Alexander Glazunov was a member of the "Belyayev Circle" in St Petersburg, a group of composers connected with the wealthy patron, amateur musician and publisher Mitrofan Belyayev who supported emerging composers and musicians, frequently holding salons in his palatial estate. It was for one of these gatherings in 1886 that a 21-year-old Glazunov composed his Novelettes for string quartet. This concert includes three of them: Orientale, Interludium in modo antico and All’Ungharese
Shostakovich wrote his short, charming and brilliant first quartet in 1938, shortly after the successful premiere of his fifth symphony. He started writing it on the second birthday of his daughter and said that he ‘visualized childhood scenes… and bright moods associated with spring’
Esposito Quartet
The Esposito Quartet comprises four of our most distinguished musicians with a combined wealth of experience as recital artists, orchestral leaders and teachers, who have been playing as a quartet since 2010. The Quartet's name honours Michele Esposito, pianist and composer, who for forty years from 1888 was the initiator for much of the chamber music making in Dublin through the establishment of The Royal Dublin Society concert series.
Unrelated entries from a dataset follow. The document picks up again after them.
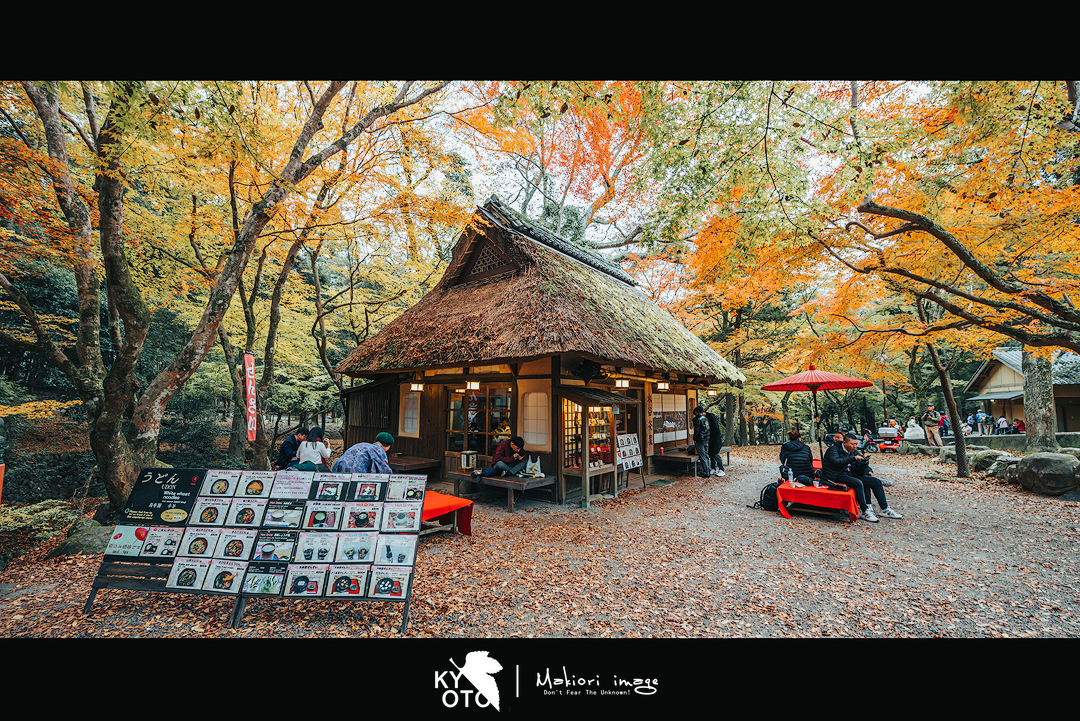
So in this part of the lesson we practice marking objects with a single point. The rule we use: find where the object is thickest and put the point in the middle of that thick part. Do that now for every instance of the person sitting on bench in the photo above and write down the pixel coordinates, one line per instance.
(838, 466)
(509, 459)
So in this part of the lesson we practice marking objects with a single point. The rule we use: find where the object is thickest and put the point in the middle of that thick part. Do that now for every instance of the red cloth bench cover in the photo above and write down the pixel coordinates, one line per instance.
(440, 504)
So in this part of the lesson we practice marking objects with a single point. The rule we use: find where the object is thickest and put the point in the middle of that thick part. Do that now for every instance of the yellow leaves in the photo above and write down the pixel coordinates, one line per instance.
(37, 409)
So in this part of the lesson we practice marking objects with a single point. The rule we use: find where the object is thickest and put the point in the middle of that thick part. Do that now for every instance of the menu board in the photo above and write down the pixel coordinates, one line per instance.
(162, 497)
(284, 534)
(628, 451)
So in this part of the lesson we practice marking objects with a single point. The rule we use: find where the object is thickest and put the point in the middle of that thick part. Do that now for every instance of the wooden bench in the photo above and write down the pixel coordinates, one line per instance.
(678, 457)
(510, 483)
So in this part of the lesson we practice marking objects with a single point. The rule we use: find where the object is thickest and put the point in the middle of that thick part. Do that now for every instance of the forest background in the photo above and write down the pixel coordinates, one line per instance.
(152, 232)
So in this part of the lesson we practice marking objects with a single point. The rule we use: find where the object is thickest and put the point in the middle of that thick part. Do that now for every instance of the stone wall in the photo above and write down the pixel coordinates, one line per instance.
(1014, 443)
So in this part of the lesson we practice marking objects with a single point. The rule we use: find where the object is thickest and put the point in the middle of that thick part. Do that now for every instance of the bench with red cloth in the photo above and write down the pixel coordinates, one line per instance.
(436, 505)
(819, 497)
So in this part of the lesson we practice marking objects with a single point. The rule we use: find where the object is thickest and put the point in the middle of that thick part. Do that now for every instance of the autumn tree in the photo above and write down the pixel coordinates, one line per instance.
(145, 126)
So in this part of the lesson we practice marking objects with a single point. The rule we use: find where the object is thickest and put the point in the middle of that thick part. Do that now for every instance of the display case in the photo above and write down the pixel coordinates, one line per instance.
(571, 435)
(599, 437)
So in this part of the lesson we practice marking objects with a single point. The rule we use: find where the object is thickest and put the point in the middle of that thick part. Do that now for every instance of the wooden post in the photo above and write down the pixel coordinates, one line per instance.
(584, 456)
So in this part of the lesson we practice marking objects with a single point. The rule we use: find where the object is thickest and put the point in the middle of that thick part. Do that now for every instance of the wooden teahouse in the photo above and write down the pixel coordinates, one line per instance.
(529, 335)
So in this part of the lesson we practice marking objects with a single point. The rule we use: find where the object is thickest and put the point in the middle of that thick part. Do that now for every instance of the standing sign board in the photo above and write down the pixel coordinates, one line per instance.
(253, 534)
(250, 392)
(630, 454)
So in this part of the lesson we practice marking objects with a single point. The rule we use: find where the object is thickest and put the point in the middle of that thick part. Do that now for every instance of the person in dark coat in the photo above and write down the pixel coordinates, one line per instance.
(509, 459)
(797, 456)
(286, 454)
(701, 441)
(714, 444)
(836, 466)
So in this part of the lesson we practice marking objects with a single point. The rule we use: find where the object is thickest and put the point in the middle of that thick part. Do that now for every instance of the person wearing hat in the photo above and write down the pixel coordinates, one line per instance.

Mia Cooper has lived in Dublin since her appointment as leader of the RTE Concert Orchestra in 2006. She previously held principal positions with the Royal Philharmonic Orchestra and City of London Sinfonia, has appeared as guest leader of many of the UK's symphony orchestras. Equally at home as a chamber musician, Mia has participated in chamber music festivals, in Ireland, the UK, France, India, and Lithuania. Mia studied with renowned pedagogue Yossi Zivoni at the Royal Northern College of Music, and continued her training at the Paris Conservatoire. She teaches violin at the Royal Irish Academy of Music.

Outside of her work with the Esposito quartet Anna Cashell performs regularly with her husband the pianist Simon Watterton and is a member of the Adderbury Ensemble and the Irish Chamber Orchestra. With the ICO she has performed in Heidelberg, the Wiener Konzerthaus, Würzberg, Rheingau the Lincoln Center and the Konzerthaus in Berlin. She regularly freelances with a number of orchestras in the UK such as the City of London Sinfonia, Manchester Camerata and the Northern Sinfonia. She has also performed and recorded with the Crash ensemble in America and Dublin and has recently co-commissioned a new solo violin work by the New York based composer Stephanie Anne Boyd.

Born in East Germany, Joachim Roewer graduated from the Hochschule für Musik Weimar and the Orchesterakademie of the Berlin Philharmonic Orchestra. In 1994 Joachim decided to leave Germany to seek a new and exciting musical home for himself and moved to Ireland to become principal viola with the Irish Chamber Orchestra. For 13 years he was Course Director of the international ConCorda Chamber Music Course for Strings and he is a member of the Esposito String Quartet. Joachim teaches viola and chamber music on the MA programme in Classical Strings at the Irish World Academy of Music at the University of Limerick

William Butt enjoys a busy career as soloist, chamber musician and is professor of cello at the Royal Irish Academy of Music in Dublin. On the concert platform he has performed extensively throughout Ireland, the UK, Europe and the Far East. He is a much admired exponent of the solo repertoire, having performed and broadcast numerous works for this medium by contemporary composers, as well as the formidable solo sonatas by Kodaly and Ligeti and the suites of Bach and Britten. He has performed and broadcast all the major concerti, in 1997 he gave the Irish premiere of the Walton concerto with the National Symphony Orchestra, in 2001 the Dvorak concerto with the NSO and 2003 a tour of the Schumann concerto with the NSO. He plays on a fine cello made by Giovanni Grancino in Milan (1690).